Module 4 - Scaling

Database Replication

Keeping copies of your database for availability and read scaling.

1The Backup Band Analogy

Simple Analogy
A lead singer (primary) performs while backup singers (replicas) follow along. If the lead can't perform, a backup can step in. Multiple backups can also handle different venues (read requests) simultaneously.

Database replication copies data from one database (primary/leader) to others (replicas/followers) for redundancy and read scaling.

2Replication Types

Synchronous

Primary waits for replica to confirm write. Strong consistency but higher latency.

+ No data loss- Slower writes

Asynchronous

Primary writes immediately, replica catches up later. Risk of data loss on failure.

+ Fast writes- Potential data loss

Semi-synchronous

Wait for at least one replica. Balance of safety and speed.

+ Balanced- More complex

3Architectures

Single-Leader

One primary handles writes, replicas handle reads. Most common.

Multi-Leader

Multiple primaries accept writes. Complex conflict resolution.

Leaderless

Any node accepts writes.
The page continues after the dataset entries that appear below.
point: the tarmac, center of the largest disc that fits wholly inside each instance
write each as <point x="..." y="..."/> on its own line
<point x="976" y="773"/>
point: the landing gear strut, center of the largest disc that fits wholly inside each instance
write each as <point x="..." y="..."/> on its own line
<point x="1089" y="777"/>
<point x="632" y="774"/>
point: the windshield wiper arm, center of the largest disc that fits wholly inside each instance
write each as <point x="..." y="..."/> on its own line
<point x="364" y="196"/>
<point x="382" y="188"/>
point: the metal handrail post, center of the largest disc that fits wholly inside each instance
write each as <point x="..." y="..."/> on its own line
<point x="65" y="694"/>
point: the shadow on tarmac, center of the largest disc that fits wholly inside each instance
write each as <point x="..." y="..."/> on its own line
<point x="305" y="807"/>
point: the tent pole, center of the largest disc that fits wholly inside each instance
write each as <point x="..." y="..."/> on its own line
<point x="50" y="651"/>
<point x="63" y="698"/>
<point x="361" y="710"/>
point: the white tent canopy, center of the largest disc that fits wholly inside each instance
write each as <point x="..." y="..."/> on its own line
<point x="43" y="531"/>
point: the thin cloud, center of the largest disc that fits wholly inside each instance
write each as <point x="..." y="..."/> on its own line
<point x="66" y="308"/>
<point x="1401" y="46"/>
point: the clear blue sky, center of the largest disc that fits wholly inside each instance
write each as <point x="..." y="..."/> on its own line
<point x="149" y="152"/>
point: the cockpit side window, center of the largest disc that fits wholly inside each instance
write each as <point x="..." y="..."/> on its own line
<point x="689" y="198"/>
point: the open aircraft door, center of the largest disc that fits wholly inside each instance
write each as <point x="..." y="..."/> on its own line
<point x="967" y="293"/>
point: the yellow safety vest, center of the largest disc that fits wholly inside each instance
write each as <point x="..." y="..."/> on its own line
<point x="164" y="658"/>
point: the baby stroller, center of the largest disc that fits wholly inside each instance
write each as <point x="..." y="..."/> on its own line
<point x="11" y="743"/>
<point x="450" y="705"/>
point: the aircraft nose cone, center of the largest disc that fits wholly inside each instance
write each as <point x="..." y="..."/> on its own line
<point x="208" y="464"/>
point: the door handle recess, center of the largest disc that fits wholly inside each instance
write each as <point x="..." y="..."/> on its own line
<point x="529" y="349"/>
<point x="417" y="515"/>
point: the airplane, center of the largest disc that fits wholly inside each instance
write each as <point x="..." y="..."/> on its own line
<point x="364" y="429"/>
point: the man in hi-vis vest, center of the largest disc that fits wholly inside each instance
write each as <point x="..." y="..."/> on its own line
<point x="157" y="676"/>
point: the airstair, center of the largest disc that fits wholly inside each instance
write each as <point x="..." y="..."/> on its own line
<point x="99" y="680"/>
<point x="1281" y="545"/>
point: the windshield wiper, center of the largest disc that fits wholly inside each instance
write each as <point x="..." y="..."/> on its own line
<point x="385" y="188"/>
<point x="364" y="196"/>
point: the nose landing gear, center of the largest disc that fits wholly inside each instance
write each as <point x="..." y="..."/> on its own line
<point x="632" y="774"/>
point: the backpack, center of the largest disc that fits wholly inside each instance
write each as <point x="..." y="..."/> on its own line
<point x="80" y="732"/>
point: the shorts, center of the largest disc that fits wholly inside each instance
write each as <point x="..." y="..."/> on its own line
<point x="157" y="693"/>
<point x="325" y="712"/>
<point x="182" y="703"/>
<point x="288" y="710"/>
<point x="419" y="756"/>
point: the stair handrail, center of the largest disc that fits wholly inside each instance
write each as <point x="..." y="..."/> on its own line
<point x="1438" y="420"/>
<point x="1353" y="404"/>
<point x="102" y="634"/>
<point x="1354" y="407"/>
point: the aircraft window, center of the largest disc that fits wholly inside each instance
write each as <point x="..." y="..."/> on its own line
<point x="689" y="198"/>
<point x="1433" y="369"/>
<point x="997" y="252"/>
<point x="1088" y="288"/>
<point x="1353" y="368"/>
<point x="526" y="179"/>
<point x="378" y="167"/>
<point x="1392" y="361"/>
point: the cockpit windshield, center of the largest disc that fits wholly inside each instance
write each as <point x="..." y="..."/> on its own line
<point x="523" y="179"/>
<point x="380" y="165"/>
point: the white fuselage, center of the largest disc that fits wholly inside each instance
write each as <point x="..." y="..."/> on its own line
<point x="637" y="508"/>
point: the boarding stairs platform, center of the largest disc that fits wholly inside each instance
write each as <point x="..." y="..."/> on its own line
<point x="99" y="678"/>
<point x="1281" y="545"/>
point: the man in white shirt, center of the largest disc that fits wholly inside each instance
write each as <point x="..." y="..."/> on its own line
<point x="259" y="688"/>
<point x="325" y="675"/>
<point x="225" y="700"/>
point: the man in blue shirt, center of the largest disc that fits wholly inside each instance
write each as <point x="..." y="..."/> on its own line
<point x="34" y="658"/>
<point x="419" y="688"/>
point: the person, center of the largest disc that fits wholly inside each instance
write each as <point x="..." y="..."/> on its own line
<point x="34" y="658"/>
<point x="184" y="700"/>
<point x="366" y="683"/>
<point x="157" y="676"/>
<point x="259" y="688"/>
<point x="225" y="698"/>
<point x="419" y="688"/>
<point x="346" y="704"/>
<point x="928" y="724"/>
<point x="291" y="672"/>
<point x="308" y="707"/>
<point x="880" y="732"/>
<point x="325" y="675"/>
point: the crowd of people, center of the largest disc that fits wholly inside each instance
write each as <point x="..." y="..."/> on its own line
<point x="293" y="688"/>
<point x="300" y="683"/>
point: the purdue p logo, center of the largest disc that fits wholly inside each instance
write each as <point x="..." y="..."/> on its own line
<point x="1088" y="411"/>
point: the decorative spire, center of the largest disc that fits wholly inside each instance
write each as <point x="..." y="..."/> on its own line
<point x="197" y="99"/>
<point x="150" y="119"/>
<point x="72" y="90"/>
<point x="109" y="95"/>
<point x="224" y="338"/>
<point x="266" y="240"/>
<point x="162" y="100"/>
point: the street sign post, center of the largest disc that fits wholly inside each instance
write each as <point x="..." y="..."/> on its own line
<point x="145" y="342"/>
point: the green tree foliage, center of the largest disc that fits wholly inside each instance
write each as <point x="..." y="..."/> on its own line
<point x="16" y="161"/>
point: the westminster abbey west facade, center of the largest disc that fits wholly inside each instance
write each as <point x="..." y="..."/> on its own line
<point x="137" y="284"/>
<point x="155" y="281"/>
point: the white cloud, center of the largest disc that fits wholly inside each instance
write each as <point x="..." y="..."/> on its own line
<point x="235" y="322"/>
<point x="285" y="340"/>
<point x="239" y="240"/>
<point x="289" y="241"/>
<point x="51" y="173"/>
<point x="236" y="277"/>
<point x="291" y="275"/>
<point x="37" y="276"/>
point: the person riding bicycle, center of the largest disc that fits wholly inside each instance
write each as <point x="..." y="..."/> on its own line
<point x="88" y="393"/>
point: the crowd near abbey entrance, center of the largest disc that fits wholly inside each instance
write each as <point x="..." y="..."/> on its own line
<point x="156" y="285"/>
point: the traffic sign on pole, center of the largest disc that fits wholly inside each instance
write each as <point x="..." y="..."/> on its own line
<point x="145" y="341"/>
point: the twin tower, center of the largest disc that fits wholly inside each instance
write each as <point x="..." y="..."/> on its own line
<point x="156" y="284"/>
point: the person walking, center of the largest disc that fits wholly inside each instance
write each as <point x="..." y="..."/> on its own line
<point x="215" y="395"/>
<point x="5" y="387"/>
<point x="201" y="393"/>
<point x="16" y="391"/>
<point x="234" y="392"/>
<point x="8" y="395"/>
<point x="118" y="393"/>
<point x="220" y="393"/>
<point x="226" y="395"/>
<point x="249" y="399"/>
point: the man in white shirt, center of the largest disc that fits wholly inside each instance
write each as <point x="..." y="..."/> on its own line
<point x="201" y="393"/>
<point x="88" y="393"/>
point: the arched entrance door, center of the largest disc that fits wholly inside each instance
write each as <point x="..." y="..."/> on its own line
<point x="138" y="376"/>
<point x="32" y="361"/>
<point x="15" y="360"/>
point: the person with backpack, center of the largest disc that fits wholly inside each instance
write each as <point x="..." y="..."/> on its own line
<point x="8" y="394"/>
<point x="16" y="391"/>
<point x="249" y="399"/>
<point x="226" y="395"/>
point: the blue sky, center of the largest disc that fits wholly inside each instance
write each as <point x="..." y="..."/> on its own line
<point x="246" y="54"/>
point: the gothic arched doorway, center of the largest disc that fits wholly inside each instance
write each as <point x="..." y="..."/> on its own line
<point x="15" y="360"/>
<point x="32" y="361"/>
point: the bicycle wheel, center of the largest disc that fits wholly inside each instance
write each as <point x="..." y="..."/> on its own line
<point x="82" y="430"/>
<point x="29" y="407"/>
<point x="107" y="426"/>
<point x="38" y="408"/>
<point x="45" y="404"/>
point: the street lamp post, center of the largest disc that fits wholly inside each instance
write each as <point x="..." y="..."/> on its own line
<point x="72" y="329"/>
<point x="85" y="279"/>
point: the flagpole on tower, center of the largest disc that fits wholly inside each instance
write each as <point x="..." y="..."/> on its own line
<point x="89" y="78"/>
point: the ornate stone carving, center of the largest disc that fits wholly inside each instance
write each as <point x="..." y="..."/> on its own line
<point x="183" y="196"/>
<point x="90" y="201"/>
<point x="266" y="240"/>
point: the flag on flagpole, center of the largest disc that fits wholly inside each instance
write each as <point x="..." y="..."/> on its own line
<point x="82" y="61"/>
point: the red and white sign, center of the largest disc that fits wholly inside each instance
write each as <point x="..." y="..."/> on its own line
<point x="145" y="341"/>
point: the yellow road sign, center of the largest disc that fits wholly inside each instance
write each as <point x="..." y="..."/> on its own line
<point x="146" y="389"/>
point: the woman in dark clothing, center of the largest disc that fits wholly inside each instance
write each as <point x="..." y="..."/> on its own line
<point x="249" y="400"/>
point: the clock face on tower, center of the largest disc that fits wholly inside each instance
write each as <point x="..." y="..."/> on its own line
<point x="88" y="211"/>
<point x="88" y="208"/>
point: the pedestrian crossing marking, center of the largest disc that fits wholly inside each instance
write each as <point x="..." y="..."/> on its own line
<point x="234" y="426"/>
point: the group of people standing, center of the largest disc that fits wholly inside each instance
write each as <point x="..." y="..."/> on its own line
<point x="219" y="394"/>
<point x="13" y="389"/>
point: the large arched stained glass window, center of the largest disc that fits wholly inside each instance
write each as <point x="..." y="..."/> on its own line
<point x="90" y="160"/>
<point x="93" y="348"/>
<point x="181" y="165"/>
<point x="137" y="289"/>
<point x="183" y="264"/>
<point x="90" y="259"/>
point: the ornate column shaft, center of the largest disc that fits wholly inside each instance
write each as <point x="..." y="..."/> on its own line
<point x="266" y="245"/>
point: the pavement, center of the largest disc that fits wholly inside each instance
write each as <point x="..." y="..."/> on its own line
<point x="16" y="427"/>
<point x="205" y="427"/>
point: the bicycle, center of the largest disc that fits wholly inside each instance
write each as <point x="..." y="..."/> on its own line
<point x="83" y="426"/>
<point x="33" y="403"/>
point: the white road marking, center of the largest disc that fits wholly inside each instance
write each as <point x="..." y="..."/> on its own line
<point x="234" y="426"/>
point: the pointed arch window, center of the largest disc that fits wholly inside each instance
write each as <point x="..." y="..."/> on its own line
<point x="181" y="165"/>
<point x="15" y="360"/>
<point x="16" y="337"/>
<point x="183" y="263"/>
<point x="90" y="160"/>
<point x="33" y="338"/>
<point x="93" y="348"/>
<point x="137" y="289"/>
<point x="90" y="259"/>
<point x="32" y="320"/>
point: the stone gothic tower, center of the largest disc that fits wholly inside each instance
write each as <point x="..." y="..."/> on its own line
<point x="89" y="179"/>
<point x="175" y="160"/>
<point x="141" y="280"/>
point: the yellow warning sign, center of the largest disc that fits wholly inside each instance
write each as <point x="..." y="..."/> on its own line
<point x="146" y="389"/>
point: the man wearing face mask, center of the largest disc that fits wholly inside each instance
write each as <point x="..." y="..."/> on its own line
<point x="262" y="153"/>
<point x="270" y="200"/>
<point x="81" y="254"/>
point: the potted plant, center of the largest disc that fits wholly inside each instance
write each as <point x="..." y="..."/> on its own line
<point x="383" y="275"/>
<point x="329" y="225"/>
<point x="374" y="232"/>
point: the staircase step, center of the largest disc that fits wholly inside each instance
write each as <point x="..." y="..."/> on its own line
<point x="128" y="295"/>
Quorum-based reads/writes (Dynamo-style).

Chain Replication

Writes go through chain of nodes. Strong consistency.

4Replication Lag

Replication lag is the delay between a write on primary and its appearance on replicas. Can cause stale reads.

Read-Your-Writes

User writes, then reads from replica that hasn't caught up. Solution: route user's reads to primary.

Monotonic Reads

User sees new data, then old data on different replica. Solution: sticky sessions to same replica.

5Key Takeaways

1Replication copies data to multiple nodes for HA and read scaling
2Synchronous = safe but slow; Async = fast but risky
3Single-leader is most common-one primary, many replicas
4Replication lag causes stale reads-handle with read-your-writes
5Use replicas to scale reads, not writes

?Quiz

1. Synchronous replication trades what for data safety?

2. User writes a comment, refreshes, doesn't see it. Cause?